Bois local : démonstration dans les Vosges du Nord
Preuschdorf n’a plus de pétrole, mais regorge de bois et d’idées : sur la friche alsacienne qui garde l’empreinte de la plus ancienne exploitation pétrolière française, la ressource locale, majoritairement composée de feuillus, comblera une dent creuse.
Laurent Miguet, bureau de Strasbourg
A l’issue d’une course d’obstacles juridiques et techniques, les deux premiers immeubles de l’opération Bat’Innovant commenceront à sortir de terre en septembre à Preuschdorf (Bas-Rhin). Lauréat du concours d’idées fin 2012, Studio 1984 a transformé l’essai : à l’issue d’une consultation de maîtrise d’œuvre, la communauté de communes Sauer-Pechelbronn, accompagnée par le parc naturel régional des Vosges du Nord et soutenue par l’Etat dans le cadre d’un pôle d’excellence rurale, a confirmé l’agence d’architecture parisienne. Le mandataire associe Ingénierie Bois (bureau d’études structure), Terranergie (fluides) et Plebiscit (économie, pilotage).

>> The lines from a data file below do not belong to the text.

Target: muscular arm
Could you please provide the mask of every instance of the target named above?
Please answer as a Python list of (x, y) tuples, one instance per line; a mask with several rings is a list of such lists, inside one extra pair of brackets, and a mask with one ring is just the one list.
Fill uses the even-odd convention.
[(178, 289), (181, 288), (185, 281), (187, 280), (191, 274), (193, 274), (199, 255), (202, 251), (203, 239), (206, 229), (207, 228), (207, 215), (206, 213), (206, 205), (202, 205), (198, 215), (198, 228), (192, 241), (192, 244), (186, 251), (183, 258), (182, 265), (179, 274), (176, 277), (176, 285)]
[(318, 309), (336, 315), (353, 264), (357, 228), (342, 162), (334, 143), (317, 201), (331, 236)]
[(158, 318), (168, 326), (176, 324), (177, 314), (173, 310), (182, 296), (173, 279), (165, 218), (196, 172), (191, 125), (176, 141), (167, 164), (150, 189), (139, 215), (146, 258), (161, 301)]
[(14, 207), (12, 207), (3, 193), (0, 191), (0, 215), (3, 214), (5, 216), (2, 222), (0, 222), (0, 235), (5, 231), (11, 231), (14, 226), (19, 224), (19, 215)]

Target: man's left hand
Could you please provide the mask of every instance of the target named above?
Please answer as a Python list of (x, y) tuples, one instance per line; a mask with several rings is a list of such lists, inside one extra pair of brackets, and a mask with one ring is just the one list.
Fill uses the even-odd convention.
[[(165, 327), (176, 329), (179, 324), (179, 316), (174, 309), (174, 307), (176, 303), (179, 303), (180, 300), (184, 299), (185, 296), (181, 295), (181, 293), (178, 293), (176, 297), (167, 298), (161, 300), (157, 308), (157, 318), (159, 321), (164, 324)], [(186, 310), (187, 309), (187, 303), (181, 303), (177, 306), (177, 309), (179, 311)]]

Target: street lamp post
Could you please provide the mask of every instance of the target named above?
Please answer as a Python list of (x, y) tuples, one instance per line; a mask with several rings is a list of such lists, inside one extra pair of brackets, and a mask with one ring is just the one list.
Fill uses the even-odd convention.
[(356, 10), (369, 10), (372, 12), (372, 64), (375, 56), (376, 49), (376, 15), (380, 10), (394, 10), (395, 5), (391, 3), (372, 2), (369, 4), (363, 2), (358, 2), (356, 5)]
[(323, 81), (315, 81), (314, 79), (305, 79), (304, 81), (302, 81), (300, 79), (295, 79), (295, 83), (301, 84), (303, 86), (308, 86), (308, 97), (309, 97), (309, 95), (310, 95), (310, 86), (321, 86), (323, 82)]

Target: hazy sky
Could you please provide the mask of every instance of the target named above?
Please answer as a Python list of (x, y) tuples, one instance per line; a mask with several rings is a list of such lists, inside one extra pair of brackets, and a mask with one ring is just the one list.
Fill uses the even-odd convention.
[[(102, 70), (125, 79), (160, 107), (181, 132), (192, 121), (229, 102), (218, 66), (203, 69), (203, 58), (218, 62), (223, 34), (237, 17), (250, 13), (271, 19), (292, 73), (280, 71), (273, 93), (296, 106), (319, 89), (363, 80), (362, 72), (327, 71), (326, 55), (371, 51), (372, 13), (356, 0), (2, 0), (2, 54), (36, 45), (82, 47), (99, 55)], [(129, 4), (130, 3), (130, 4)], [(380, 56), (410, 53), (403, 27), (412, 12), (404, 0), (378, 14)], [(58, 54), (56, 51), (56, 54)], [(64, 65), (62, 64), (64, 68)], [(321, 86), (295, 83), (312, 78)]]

Marchés publics : trois lots atypiques
Pour tenir l’objectif d’une mobilisation de la ressource et des savoir-faire locaux, l’assistance de l’institut technologique Forêt, cellulose, construction-bois ameublement (FCBA) et du Centre régional d’innovation et de transfert de technologie bois (Critt Bois) d’Epinal s’est révélée déterminante, en plus des conseils de la fédération nationale des communes forestières. La mise en compatibilité de la démarche avec le code des marchés publics a conduit la communauté de communes à soumettre à la concurrence trois lots inhabituels : la fourniture de grumes de hêtre et de pins sylvestres, attribuée à l’Office national des forêts (ONF) qui prélève ces essences dans deux communes membre ; le sciage et le séchage, lot confié à la scierie de Gunstett (pour le hêtre) et au groupement Ehrstein Ernenwein de Lembach pour le pin sylvestre ; enfin, la production de bois lamellé collé, en cours d’attribution.
Sortir du pavillonnaire
« Ce projet cherche à concilier densité et intimité, pour sortir du pavillonnaire en milieu rural », explique Jean Réhaut, architecte. Le travail sur la ressource locale inclut l’isolation en paille, qui contribue à la candidature de l’opération à l’appel à projets régional pour des constructions passives biosourcées. Le concepteur a inclus des espaces dédiés à l’activité professionnelle et prévu un potentiel d’extension, accolé aux garde-corps et aux passerelles de liaison entre l’habitation et l’espace mutualisé dédié au bricolage, stockage de vélos et repas communs. Ce dernier bâtiment réinterprète la silhouette traditionnelle de la grange, avec des inclinaisons de toiture optimisées pour la production photovoltaïque. A 438 000 euros pour deux T5 dont l’un livré prêt à décorer et à cloisonner, les architectes ont respecté des coûts d’objectifs comparables à ceux de constructions traditionnelles, à un aléa près : la médiocre qualité du sous-sol légué par l’exploitation pétrolière conduit à un surcoût évalué à 48 000 euros, pour la mise en œuvre de fondations spéciales.
Hêtre et lamellé collé : première française
La mise en œuvre du hêtre lamellé collé suscitera une première française : pour rendre possible l’assurabilité des ouvrages et la reproductibilité de la démarche, le Critt Bois et le FCBA profitent de l’opération pour jeter les bases d’une caractérisation technique du lamellé collé issu de l’essence dominante des Vosges du Nord. « Il n’y a pas de bonne raison pour empêcher l’utilisation du bois de nos forêts dans la construction », argumente Frédérique Weber, chargée de mission à la communauté de communes.
La mobilisation des acteurs locaux de la filière bois sous-tend une seconde opération communautaire, dont le chantier démarrera également en septembre, dans le cadre du même pôle d’excellence rurale : au sein du parc d’activités de la Sauer géré par la collectivité, deux entreprises respectivement spécialisées dans l’ossature bois et le taillage vont mutualiser leur savoir-faire. La communauté de communes leur construira dans ce but un immeuble locatif de 2600 m2 entièrement en bois, conçu par Claire Keller, architecte à Wingen-sur-Moder, pour 2,26 millions d’euros. Des bureaux et un show-room serviront de vitrine à l’association Synergie Bois, qui fédère la filière locale.